Les traditions n’ont pas la vie facile de nos jours, et comme quelqu’un l’a noté pendant une période où elles s’effondraient aux États-Unis, je suis très attaché à elles. Une tradition persistante et de grande valeur du Visa pour l’image est le déjeuner privé tenu en l’honneur des photographes, organisé par le directeur du festival, Jean-François Leroy, son équipe incroyable (au sein de laquelle j’ai surtout eu affaire à Sylvie Grumbach et Delphine Lelu) et les sponsors tels que Canon et Central Dupon Images Lab. C’est une occasion assez spéciale et intime, comme nous l’avons découvert. Tereza et moi sommes montés à bord du bus avec les autres photographes dont le travail était présenté au festival de cette année et immédiatement nous nous sommes faits de nouveaux amis de photographes que nous admirons depuis des années. (C’est la première fois qu’un photographe est autorisé à partager des photographies de ce repas avec le public, et donc votre chroniqueur vous en présentera quelques-unes dans ces pages).

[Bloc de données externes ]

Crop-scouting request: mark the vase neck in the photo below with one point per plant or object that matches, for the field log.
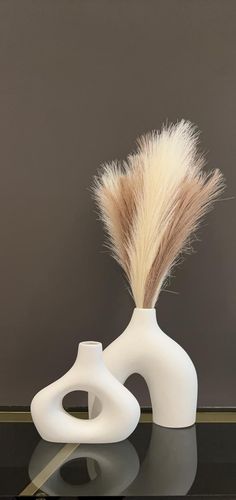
(89, 353)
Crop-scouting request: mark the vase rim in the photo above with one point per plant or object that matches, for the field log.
(90, 343)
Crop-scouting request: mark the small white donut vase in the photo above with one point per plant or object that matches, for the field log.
(119, 413)
(111, 469)
(167, 369)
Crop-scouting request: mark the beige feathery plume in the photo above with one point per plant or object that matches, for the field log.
(152, 203)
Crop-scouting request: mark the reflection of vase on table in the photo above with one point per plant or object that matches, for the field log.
(111, 468)
(120, 410)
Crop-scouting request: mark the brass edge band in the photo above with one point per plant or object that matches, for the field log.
(202, 416)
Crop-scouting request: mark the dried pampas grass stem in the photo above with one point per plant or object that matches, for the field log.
(152, 203)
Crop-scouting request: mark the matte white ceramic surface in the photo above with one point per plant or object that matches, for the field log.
(119, 413)
(167, 369)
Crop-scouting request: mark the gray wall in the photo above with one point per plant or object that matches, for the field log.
(80, 79)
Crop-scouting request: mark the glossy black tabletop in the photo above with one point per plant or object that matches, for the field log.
(154, 461)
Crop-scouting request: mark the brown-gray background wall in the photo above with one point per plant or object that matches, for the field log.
(79, 81)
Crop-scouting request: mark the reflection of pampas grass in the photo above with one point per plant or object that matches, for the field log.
(151, 204)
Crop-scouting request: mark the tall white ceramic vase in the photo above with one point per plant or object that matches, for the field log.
(120, 410)
(167, 369)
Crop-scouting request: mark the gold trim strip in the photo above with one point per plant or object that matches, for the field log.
(50, 468)
(202, 416)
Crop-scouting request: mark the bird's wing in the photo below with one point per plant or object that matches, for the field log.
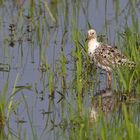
(110, 57)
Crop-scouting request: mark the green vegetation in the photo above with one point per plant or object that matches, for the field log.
(51, 96)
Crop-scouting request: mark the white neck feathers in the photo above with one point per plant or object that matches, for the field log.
(92, 45)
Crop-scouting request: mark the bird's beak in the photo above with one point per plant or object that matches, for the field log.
(86, 39)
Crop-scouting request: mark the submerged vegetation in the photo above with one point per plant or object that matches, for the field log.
(48, 83)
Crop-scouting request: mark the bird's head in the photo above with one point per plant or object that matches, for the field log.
(91, 35)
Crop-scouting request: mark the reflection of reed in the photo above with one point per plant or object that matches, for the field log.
(105, 102)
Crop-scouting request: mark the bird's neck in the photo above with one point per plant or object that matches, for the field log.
(92, 45)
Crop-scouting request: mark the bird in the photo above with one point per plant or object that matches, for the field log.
(105, 56)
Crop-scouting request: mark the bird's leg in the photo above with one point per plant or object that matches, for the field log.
(109, 79)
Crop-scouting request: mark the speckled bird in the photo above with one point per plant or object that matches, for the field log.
(105, 56)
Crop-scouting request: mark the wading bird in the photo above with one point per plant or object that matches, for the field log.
(105, 56)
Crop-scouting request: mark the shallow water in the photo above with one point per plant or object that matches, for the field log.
(51, 31)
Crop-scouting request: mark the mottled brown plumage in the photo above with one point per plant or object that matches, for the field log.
(105, 56)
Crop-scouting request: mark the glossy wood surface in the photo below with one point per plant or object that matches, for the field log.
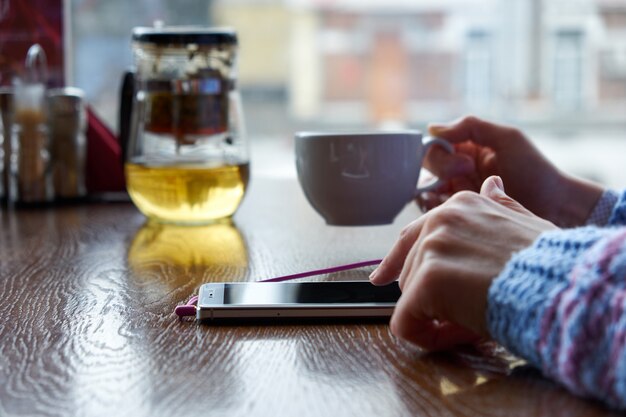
(87, 329)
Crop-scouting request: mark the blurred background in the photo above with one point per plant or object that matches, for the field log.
(555, 68)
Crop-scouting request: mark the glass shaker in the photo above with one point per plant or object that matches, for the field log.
(187, 154)
(30, 145)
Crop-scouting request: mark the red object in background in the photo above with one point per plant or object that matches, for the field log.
(24, 23)
(104, 166)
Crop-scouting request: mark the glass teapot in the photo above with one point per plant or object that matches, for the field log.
(186, 157)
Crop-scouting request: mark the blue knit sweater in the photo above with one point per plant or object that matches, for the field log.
(561, 305)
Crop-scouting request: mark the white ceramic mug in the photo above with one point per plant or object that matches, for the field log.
(365, 178)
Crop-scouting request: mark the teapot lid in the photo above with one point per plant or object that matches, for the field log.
(184, 35)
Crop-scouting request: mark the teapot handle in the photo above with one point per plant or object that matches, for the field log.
(126, 110)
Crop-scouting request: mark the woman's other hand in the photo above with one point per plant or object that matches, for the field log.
(446, 260)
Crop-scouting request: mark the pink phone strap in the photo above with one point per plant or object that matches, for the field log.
(189, 309)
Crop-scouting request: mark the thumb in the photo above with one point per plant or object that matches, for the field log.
(493, 188)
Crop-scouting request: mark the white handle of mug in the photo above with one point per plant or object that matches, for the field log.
(430, 141)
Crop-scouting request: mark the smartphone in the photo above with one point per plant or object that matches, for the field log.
(295, 300)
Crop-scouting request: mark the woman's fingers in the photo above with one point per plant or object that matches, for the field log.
(476, 130)
(391, 266)
(445, 165)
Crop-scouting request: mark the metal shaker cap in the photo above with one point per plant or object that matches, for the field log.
(65, 101)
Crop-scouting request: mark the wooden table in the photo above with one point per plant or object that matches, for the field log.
(87, 328)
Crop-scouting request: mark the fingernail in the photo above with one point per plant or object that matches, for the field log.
(463, 166)
(436, 129)
(373, 275)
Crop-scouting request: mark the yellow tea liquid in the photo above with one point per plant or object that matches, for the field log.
(193, 194)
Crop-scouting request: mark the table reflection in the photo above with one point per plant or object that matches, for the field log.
(175, 260)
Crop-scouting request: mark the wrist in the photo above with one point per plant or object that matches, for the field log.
(578, 200)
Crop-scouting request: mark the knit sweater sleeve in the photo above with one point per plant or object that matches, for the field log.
(561, 304)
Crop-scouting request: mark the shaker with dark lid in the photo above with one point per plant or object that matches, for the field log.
(67, 124)
(30, 140)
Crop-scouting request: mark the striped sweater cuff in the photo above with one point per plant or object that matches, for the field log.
(520, 295)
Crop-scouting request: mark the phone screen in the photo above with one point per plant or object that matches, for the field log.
(342, 292)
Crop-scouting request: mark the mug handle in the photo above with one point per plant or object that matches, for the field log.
(428, 142)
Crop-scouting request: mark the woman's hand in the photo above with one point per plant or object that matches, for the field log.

D’abord nous avons rencontré le photographe vétéran Nik Wheeler – dont j’ai toujours apprécié le travail quand j’étais jeune et que je commençais dans la presse magazine – et l’actrice Pamela Bellwood, puis Mathias Braschler et Monika Fisher, et leur enfant Elias, qui ne pleure jamais. J’espère que nous les recroiserons à New York maintenant que nous savons que nous ne vivons qu’à un pont de distance. Puis j’ai été formellement présenté à Stanley Greene, qui m’a rappelé que nous avions tous les deux commencé dans le même vieux journal d’une petite ville. C’était incroyable de se rappeler ça. Que ce monde est petit ! Nous sommes bientôt sortis du bus, verres à la main, et nous nous sommes tous assis devant un incroyable assortiment de côtes d’agneaux, de vin, et de desserts au Mas Chabry.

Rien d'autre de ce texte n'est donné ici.